Because of Golden's scale and its "showcase" identity, developers conducted a more transparent approach. Three heavyweight corporate groups share the space and cost. The entire west wing is devoted to xiao kang-style home products for "easy living" - a cross between Home Depot, Ethan Allen, and Rooms to Go. Except, of course, bigger.
The observable problem with new shopping malls in China, however, is that they have few shoppers. While Golden officials first estimated 50,000 people a day, only a tiny fraction of that figure can be seen.
On a recent Friday afternoon, only 20 shoppers were counted in one hour. There may currently be too many high-end malls, and not enough high-end earners, in urban China, some experts say.
Pedigrees run from a Macy's-style department store to shops with names like Ralph Lauren, Papa John's Pizza, and Chanel. (Wal-Mart was invited but negotiations reportedly broke down after 30 minutes.) A Beijing-based US executive suggests that name-brand shops regard nonearning stores as a form of advertising and "positioning for the future."
A deficit of shoppers has been in evidence for several years.

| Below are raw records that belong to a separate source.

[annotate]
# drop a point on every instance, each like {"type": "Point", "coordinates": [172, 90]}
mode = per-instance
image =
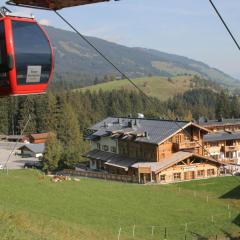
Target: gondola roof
{"type": "Point", "coordinates": [53, 4]}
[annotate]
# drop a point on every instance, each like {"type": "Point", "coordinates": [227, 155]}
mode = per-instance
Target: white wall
{"type": "Point", "coordinates": [108, 141]}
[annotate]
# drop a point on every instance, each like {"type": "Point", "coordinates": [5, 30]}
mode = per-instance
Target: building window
{"type": "Point", "coordinates": [113, 149]}
{"type": "Point", "coordinates": [210, 172]}
{"type": "Point", "coordinates": [200, 173]}
{"type": "Point", "coordinates": [163, 177]}
{"type": "Point", "coordinates": [105, 148]}
{"type": "Point", "coordinates": [177, 176]}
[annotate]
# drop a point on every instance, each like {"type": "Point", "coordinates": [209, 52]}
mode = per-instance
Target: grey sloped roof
{"type": "Point", "coordinates": [223, 121]}
{"type": "Point", "coordinates": [35, 148]}
{"type": "Point", "coordinates": [158, 130]}
{"type": "Point", "coordinates": [221, 136]}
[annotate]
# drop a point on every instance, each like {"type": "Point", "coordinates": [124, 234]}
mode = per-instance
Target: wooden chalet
{"type": "Point", "coordinates": [154, 150]}
{"type": "Point", "coordinates": [38, 138]}
{"type": "Point", "coordinates": [223, 146]}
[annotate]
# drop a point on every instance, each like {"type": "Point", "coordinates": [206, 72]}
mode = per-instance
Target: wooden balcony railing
{"type": "Point", "coordinates": [186, 145]}
{"type": "Point", "coordinates": [231, 148]}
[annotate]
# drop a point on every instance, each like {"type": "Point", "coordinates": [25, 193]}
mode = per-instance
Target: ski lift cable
{"type": "Point", "coordinates": [150, 100]}
{"type": "Point", "coordinates": [225, 24]}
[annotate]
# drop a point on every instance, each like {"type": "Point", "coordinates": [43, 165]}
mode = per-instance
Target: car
{"type": "Point", "coordinates": [35, 165]}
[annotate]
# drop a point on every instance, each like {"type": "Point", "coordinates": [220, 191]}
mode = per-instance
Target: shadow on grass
{"type": "Point", "coordinates": [237, 220]}
{"type": "Point", "coordinates": [233, 194]}
{"type": "Point", "coordinates": [230, 236]}
{"type": "Point", "coordinates": [198, 236]}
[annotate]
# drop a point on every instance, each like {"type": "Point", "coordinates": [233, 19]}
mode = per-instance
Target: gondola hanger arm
{"type": "Point", "coordinates": [53, 4]}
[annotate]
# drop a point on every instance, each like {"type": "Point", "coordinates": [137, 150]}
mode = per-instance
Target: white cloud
{"type": "Point", "coordinates": [45, 22]}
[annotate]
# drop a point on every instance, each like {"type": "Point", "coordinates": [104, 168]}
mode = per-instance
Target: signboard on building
{"type": "Point", "coordinates": [189, 168]}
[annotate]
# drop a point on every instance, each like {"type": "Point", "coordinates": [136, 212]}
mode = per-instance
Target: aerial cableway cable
{"type": "Point", "coordinates": [225, 24]}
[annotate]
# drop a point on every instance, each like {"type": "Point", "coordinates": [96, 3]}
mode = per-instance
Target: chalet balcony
{"type": "Point", "coordinates": [231, 148]}
{"type": "Point", "coordinates": [212, 150]}
{"type": "Point", "coordinates": [186, 145]}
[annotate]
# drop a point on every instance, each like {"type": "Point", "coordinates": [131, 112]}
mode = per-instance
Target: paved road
{"type": "Point", "coordinates": [15, 161]}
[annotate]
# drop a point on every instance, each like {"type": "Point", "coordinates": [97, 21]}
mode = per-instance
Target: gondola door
{"type": "Point", "coordinates": [27, 57]}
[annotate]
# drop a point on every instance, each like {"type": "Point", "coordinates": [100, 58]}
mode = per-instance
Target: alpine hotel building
{"type": "Point", "coordinates": [159, 151]}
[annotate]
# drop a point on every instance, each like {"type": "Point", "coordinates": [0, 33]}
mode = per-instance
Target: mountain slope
{"type": "Point", "coordinates": [75, 57]}
{"type": "Point", "coordinates": [162, 88]}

Many Chinese visit fancy local malls that feature state-of-the-art buying environments with limpid pools of interior soft light and pale, polished floor tiles that glow pleasingly. But few cash registers ring. Mostly, ordinary Chinese buy 10-cent soft cones and have fun wandering amid the goods.

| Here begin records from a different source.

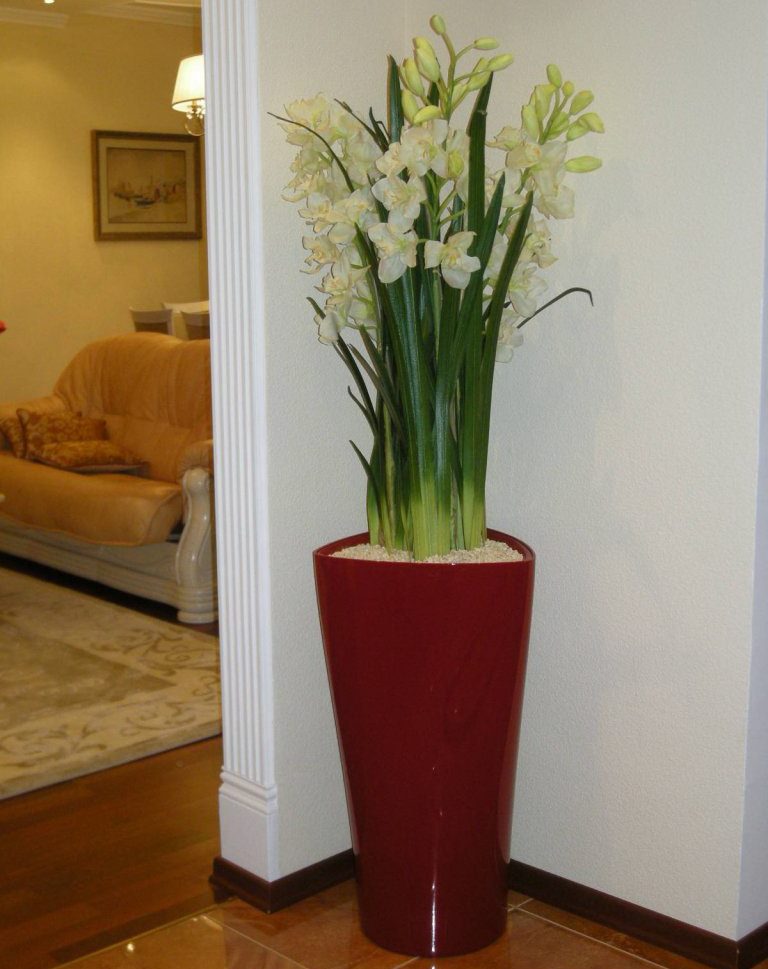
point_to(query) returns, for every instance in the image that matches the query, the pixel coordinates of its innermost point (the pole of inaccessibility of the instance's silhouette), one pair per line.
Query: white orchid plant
(432, 261)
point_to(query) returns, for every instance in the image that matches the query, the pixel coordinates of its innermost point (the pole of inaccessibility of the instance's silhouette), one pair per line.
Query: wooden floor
(96, 860)
(99, 859)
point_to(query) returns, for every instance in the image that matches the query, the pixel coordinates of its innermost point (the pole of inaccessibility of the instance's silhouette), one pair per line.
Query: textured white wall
(625, 451)
(317, 485)
(753, 902)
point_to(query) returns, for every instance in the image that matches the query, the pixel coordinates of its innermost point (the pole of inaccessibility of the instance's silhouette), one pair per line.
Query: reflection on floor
(322, 933)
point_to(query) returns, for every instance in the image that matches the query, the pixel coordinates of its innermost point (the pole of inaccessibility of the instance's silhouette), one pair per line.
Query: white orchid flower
(357, 209)
(452, 161)
(390, 162)
(339, 284)
(510, 338)
(507, 139)
(524, 287)
(401, 199)
(396, 249)
(526, 154)
(451, 256)
(559, 203)
(322, 252)
(360, 155)
(318, 211)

Disposable income is rising, but not nearly as fast as the new malls. At a cosmetics shop in Golden Resources, tiny tubes of face and eye cream were on sale for $40 each. But an attendant admitted - no sales that day. Literally thousands of clerks staff Golden's floors, and managers race about with clipboards. Two professionally dressed young ladies, potential shoppers, said they came to visit a friend who worked there. "We really like how we feel at this store, but we can't afford the clothes. The cost is 200 rmb [$24] too high for nearly every item."
"We think it will take three to five years to start making a profit," Fu says. One successful move has been to put a regular-price supermarket, Lotus, in the basement.